Last month, the airline’s executive director Paul Loo Kar-pui, would only repeat a line management had used before.
“Never say never,” was Loo’s comeback to media queries.
This issue has long dogged Cathay amid an intense price war among airlines in Asia, as low-cost carriers chip away at their market share and Middle Eastern and Chinese airlines lure travellers with cheaper long-haul tickets.
Cathay Pacific says it would not think about adding a new budget carrier until at least 2024 by the time the third runway is ready at Hong Kong International Airport. Until such a time, the airport is all but full to add more new flights. In 2017, the airport handled 73 million travellers.
Some full-service airlines have launched budget carriers to woo new travellers and cater to price-conscious ones, while preserving their premium brand.
But earlier this year, Cathay chairman John Slosar referred to advice he received from a former United Airlines’ CEO and said he was convinced the airline should look at how to compete better rather than “go down the path of setting up all these different airlines”.
On the sidelines of the International Air Transport Association (IATA) conference in Australia, Hogg said Cathay had been closely watching the response to budget airlines globally and “whether they gain market share, whether they are making money”.
With Cathay now carrying as many as 438 people per flight on routes also served by budget carriers, Hogg was asked whether this meant it would always prefer larger planes to maximise its take-off and landing slot at busy airports. Budget carriers typically use planes that can carry up to 186 passengers.
Hogg said the airline and its subsidiary Cathay Dragon already used larger planes for peak period travel between Hong Kong and Shanghai and smaller planes at quieter times, to “give passengers the combination of availability, capacity and frequency”.
“It’s not quite as binary as big is better even if the airport is relatively crowded,” he said.

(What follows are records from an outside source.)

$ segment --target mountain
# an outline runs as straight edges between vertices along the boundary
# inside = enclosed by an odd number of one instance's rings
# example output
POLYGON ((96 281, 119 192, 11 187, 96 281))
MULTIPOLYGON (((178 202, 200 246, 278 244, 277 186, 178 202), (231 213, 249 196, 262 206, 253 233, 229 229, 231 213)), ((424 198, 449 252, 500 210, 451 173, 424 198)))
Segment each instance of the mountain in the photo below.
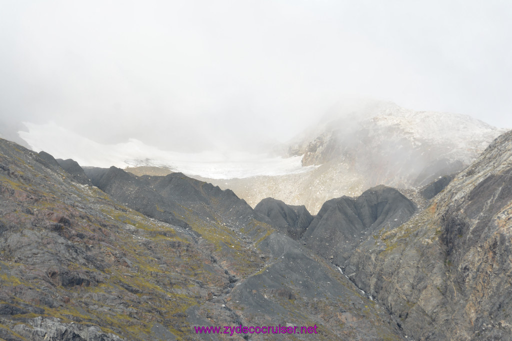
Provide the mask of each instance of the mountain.
POLYGON ((232 192, 116 167, 86 168, 84 184, 58 161, 0 140, 0 338, 218 339, 194 327, 280 325, 405 339, 335 266, 232 192))
POLYGON ((394 188, 378 186, 358 197, 331 199, 322 205, 303 237, 307 247, 342 266, 354 246, 374 231, 409 220, 416 206, 394 188))
POLYGON ((304 205, 287 205, 272 198, 262 200, 254 211, 268 217, 271 224, 295 240, 302 237, 313 219, 304 205))
POLYGON ((349 276, 419 339, 510 339, 512 132, 497 138, 429 207, 376 231, 349 276))
POLYGON ((316 214, 329 199, 384 184, 410 188, 462 170, 503 131, 470 116, 414 111, 390 102, 342 103, 281 148, 309 171, 201 178, 230 188, 252 207, 271 197, 316 214))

Cathay is also keenly aware of the need to woo a new generation of passengers.
IATA expects 7.8 billion people to travel in 2036, double today’s number. More than half of that growth will come from the Asia-Pacific region, with 2.1 billion new passengers taking to the skies, increasing the market size to 3.5 billion travellers.
“There is no doubt that the low-cost carrier model is price stimulatory and encourages people to travel,” Hogg said.
Asia’s two biggest low-cost airlines, Air Asia and Jetstar earned HK$3.1 billion and HK$2.48 billion in the most recent financial years respectively. Air Asia also flew 39 million passengers in 2017, some 5 million more than Cathay Pacific and Cathay Dragon combined.
But he pointed out the budget versus full-service airline competition was much more direct in Asia. European budget airlines’ Ryanair and easyJet fly more to secondary airports that bigger carriers bypass, but in Asia, there are concerns about the building of new airports at a fast enough pace to meet the demand for air travel.
“There is always going to be the challenge anywhere where infrastructure opens up where you have new capacity available at one end but you have got to have capacity available at the other end in terms of the route,” Hogg said.
To illustrate his point, he highlighted Beijing’s mega Daxing International airport set to open next year. When airlines move there, it does not mean they can add on extra flights to popular international destinations, as it depends on capacity at the end point.
On the upside though, Hogg said Asia was ahead of others in building airport infrastructure.
“The key is to keep building in front of the curve. And Asia has a better track record than other parts of the world,” Hogg said.